[j-nsp] EX4200 virtual chassis problem, master going into linecard mode

Pavel Lunin plunin at gmail.com
Thu Jul 26 06:30:09 EDT 2018


--> so then in a 2node VC one node is Master one node is backup
> If they split the master will go down but the backup should survive as it
> is
> still half of the original cluster
>
> So this means you should make the part you want to survive to be the
> backup-RE and not the master-RE
>
> --- or did I miss something ?!
>
>

My philosophy is that a default use case of a two nodes VC (and nearly only
use case of a VC at all) should be some LAG-based redundancy, when two
switches are racked next to each other, connected with two twinax cables
and should never split. Of course, technically they can, but a lot of other
bloody things, which are out of our control, can happen to them: software
bug, misconfiguration, uncontrolled hardware failure like bite errors cased
by an overheated SFP, drunk worker with an angle grinder etc.

All the exotic cases like geographically distributed VCs etc are, in my
opinion, an exercise for the folks who can't figure out what routing
protocols are made for. So this should not be the default use case, and the
default software behavior should not be adapted to such scenarios.
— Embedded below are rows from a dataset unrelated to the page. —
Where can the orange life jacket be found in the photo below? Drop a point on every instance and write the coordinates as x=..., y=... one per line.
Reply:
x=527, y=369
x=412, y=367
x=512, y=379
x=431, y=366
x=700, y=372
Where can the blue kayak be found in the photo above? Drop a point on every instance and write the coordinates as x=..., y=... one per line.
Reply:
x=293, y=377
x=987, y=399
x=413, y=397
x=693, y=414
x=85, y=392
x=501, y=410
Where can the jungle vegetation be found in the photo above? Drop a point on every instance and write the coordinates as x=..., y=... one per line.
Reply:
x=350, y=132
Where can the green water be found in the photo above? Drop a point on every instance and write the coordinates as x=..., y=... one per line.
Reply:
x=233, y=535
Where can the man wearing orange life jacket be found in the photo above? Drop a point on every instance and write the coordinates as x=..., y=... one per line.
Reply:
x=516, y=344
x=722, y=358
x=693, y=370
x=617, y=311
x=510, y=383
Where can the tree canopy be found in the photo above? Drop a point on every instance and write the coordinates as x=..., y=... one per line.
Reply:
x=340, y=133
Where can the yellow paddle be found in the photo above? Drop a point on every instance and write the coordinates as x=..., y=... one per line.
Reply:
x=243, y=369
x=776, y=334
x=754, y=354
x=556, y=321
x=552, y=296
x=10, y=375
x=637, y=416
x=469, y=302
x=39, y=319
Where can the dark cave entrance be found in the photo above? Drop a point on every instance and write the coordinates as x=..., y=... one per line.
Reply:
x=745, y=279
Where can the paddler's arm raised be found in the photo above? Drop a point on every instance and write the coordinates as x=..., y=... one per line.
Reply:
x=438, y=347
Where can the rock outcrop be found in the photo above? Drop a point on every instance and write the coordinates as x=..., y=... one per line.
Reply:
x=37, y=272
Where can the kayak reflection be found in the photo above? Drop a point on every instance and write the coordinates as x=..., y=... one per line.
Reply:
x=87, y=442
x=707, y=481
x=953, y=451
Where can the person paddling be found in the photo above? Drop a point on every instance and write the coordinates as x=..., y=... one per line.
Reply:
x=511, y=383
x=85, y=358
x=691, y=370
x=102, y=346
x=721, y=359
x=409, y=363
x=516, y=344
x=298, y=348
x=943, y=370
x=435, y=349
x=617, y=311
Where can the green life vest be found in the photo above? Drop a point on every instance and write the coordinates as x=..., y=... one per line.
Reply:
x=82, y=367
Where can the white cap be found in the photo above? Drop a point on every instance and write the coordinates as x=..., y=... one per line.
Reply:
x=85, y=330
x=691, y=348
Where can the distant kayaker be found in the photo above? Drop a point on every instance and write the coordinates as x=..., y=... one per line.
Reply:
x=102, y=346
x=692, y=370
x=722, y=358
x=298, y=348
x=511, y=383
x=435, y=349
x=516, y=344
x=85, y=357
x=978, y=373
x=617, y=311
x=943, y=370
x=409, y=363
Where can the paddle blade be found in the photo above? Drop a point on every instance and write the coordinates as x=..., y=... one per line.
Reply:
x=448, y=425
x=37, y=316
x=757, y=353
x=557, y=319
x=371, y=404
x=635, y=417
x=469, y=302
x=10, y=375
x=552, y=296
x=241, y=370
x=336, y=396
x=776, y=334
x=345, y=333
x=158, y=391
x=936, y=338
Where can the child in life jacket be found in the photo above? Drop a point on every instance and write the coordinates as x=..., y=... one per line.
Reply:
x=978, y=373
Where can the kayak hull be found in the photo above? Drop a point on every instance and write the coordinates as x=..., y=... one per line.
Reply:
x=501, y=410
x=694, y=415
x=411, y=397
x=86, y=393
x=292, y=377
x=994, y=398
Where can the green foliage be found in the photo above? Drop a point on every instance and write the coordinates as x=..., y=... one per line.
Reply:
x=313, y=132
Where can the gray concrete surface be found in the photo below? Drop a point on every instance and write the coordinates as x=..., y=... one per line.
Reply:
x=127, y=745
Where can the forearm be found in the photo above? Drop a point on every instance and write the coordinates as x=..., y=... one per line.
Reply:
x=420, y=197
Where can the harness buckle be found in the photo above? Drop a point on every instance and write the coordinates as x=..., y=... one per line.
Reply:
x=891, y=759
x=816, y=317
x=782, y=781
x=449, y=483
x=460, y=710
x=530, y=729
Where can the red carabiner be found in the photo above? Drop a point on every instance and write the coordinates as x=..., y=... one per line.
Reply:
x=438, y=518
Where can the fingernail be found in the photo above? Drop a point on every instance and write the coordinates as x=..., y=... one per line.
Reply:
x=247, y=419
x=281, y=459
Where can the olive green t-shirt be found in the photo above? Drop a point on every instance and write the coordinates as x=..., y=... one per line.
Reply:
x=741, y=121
Thus in a two-nodes VC, a *real* failure scenario is a switch failure. When
split-detection is enabled, two-nodes VC will only survive in 50% of switch
failure cases (if backup RE dies, VC dies, if master RE dies, VC survives).
So in fact it's just no better than a signle non-redundant switch. It's
worse, in fact, as the added complexity and false expectations are, in
fact, more expensive currency than a controlled service outage.